Hadrian, 117 – 138. Aureus after 138, AV 7.09 g. HADRIANVS – AVG COS III P P Bare bust r., with drapery on l. shoulder. Rev. DIVIS PAREN – TI – BVS Confronted busts of Trajan, l., draped, and Plotina, r., diademed and draped; a star above each head. C 2. BMC 603. RIC 232B. Calicó 1417.
Estimate: 20'000 CHF
Starting price: 16'000 CHF
Price realized: 19'000 CHF
Extremely rare. An issue of great importance and fascination with three delightful
portraits of fine style. Light reddish tone and good very fine
Sold by Münzen & Medaillen A.G., auction XIII, Basel, 17-19 June 1954, lot 689. Sold for CHF 2’775.
Sold by Adolph Hess A.G. with Bank Leu, auction 9, Lucerne, 2 April 1958, lot 330. Sold for CHF 2’825.
Privately purchased from Mario Ratto in Lugano in 1959.
Ferruccio Bolla (1911-1984) Collection, sold by Anton Tkalec AG and Astarte SA, Zürich, 28 February 2007, lot 37.
Sold by Numismatica Genevensis S.A., auction V, Geneva, 2-3 December 2008, lot 229.
Sold by Hess-Divo AG, Zürich, auction 320, 26 October 2011, lot 345.
Sold by Künker, Osnabrück, auction 216, 8 October 2012, lot 982.

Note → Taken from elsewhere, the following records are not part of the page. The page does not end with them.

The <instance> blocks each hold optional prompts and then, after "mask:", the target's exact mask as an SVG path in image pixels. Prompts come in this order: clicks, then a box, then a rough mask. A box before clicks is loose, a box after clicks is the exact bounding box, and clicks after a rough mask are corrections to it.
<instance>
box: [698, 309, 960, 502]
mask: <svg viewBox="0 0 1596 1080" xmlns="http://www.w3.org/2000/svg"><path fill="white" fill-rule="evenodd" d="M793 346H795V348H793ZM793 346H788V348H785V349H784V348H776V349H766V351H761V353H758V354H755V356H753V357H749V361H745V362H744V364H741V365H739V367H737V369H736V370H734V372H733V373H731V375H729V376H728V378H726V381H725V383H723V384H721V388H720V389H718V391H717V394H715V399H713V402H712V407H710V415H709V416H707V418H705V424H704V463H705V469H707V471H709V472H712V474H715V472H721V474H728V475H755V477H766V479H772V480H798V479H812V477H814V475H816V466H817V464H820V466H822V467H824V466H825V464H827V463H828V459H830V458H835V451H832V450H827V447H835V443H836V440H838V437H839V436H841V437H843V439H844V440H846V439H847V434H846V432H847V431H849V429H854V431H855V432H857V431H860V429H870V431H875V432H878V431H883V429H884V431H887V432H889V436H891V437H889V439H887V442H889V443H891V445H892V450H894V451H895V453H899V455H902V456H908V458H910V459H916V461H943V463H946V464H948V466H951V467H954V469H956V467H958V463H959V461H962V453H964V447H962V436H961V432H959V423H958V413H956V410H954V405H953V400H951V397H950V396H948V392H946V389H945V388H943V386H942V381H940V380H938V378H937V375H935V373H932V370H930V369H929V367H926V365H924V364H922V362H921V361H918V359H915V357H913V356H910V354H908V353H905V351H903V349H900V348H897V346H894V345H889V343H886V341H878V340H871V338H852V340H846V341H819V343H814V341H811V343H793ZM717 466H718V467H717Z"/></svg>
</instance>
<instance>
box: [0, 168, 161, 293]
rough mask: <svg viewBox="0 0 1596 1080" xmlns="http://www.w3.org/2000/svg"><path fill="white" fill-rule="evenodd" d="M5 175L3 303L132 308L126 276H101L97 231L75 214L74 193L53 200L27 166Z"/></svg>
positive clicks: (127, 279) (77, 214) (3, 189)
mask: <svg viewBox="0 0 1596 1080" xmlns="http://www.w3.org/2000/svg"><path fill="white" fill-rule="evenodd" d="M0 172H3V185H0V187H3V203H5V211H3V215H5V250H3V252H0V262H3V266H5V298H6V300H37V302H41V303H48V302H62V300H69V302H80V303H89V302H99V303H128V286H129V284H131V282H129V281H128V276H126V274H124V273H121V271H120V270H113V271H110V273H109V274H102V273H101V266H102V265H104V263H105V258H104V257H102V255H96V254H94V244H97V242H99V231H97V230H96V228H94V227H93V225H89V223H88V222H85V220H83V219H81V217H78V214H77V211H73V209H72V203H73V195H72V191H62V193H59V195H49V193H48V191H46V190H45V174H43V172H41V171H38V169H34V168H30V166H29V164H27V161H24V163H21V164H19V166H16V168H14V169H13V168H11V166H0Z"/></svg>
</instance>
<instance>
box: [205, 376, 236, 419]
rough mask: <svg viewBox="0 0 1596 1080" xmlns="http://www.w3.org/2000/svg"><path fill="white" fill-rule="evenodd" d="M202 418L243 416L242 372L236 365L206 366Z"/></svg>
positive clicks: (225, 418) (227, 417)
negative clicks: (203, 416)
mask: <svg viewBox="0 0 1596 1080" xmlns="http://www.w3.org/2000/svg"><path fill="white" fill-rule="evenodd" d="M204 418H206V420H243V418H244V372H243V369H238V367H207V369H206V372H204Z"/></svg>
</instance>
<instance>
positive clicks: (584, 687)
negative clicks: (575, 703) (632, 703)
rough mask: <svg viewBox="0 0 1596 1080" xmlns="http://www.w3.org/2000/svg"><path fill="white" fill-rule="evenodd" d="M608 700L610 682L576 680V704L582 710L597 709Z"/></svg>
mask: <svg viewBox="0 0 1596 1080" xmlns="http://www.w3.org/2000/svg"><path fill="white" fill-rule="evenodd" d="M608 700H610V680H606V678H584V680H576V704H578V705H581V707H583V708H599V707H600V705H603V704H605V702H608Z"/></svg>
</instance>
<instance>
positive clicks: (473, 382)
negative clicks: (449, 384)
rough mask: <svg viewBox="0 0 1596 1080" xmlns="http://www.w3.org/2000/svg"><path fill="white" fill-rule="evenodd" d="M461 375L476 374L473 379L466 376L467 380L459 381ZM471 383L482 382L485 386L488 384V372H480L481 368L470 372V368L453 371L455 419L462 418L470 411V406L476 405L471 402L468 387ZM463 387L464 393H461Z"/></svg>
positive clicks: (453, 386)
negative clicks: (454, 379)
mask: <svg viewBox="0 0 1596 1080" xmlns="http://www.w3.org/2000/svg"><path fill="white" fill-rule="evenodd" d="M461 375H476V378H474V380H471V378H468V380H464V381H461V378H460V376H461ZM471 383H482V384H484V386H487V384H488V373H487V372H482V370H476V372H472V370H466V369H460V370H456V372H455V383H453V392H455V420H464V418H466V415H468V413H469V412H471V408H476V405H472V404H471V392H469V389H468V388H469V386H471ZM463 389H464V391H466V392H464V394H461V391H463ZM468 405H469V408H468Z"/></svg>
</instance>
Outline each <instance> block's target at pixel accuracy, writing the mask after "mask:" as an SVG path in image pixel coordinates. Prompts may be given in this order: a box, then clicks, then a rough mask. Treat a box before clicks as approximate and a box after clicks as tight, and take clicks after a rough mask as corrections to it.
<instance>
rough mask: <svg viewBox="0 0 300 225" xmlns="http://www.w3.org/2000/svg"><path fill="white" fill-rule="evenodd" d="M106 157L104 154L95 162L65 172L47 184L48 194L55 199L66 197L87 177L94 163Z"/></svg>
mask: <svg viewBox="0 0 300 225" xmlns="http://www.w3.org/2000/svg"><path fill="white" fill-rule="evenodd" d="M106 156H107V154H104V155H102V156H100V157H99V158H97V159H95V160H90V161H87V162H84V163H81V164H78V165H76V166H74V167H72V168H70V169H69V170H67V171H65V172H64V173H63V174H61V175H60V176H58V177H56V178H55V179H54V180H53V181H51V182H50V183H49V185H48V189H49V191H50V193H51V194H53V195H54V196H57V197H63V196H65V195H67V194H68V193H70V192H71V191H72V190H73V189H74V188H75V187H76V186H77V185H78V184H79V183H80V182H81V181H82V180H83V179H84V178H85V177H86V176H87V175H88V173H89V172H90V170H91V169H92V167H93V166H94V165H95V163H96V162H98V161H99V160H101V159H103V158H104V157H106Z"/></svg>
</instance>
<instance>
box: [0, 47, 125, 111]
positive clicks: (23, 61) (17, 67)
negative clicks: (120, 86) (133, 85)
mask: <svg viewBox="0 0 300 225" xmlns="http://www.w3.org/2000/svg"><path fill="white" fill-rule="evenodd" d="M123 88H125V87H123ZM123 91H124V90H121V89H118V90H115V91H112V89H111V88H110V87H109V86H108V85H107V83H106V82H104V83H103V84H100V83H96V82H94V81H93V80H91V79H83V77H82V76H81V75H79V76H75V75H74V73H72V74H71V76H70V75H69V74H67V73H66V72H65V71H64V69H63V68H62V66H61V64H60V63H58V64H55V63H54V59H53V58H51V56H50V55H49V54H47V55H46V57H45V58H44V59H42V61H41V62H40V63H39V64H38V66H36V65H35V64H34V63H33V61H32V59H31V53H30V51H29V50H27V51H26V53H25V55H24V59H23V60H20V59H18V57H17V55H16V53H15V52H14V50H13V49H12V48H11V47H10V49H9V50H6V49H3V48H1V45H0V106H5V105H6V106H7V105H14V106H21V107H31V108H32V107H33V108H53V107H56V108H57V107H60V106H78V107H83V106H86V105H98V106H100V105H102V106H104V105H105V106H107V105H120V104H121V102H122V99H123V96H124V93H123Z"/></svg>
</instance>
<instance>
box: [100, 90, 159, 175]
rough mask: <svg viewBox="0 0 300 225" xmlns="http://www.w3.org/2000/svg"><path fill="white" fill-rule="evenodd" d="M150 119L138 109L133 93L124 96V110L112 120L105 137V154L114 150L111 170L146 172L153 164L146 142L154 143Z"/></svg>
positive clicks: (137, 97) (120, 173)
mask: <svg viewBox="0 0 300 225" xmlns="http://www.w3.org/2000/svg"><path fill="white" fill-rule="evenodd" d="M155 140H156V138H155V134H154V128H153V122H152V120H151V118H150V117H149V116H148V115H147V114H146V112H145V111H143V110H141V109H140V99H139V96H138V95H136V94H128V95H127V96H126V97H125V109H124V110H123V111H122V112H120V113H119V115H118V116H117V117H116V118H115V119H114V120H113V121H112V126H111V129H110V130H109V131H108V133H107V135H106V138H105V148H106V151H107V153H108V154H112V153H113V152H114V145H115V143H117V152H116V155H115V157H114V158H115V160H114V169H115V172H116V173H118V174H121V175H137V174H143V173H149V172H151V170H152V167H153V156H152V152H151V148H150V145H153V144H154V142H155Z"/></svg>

This coin portrays Hadrian in a youthful and idealized fashion, and has a reverse type that honours the emperor's adoptive parents Trajan and Plotina. Hill has shown convincingly that it belongs to a series which must have been struck early in the reign of Hadrian’s successor, Antoninus Pius. The context for this unorthodox series was the new emperor’s stubborn efforts to persuade the senate to vote for divine honours for Hadrian, by which Antoninus earned his epithet ”Pius”. This bust type is distinctive and belongs to a separate category of Hadrianic portraiture: the emperor is fictitiously youthful and wears only a partial beard that culminates in two tufts at his jaw line. Understandably, Mattingly and Sydenham describe this portrait style as being of ”exceptional beauty and distinction.” Comparison with sculptures marks this style of portrait as Hadrian in the guise of Diomedes, the Trojan War hero who stole the Palladium from Troy, assuring a Greek victory in the epic siege. The Palladium reportedly was taken to Italy, either by the Trojan prince Aeneas or by Diomedes, who by one tradition returned it to Aeneas in Italy. By Hadrian’s time the episode had numerous versions and was a core element of the Roman foundation mythology, making it a perfect marriage of this emperor’s infatuation with Greece and his dedication to Rome. The reverse, inscribed DIVIS PARENTIBVS (‘to his parent deities’), show the jugate busts of Trajan and Plotina adorned with stars. A related aureus (Calico 1418) that must belong to this series portrays the divine parents, each accompanied by a star, on opposite sides of the coin. Two other reverse types paired with Hadrian as Diomedes recall the divine origins of Rome: ROMVLO CONDITORI (‘Romulus the founder’), Romulus striding r.; and VENERI GENETRICI (‘Venus who brings forth’), Venus standing. The remaining three reverse types in the series honour Jupiter, a god with imperial associations, and present Hadrian in a military context, presumably to showcase his military successes and to curry support with the army.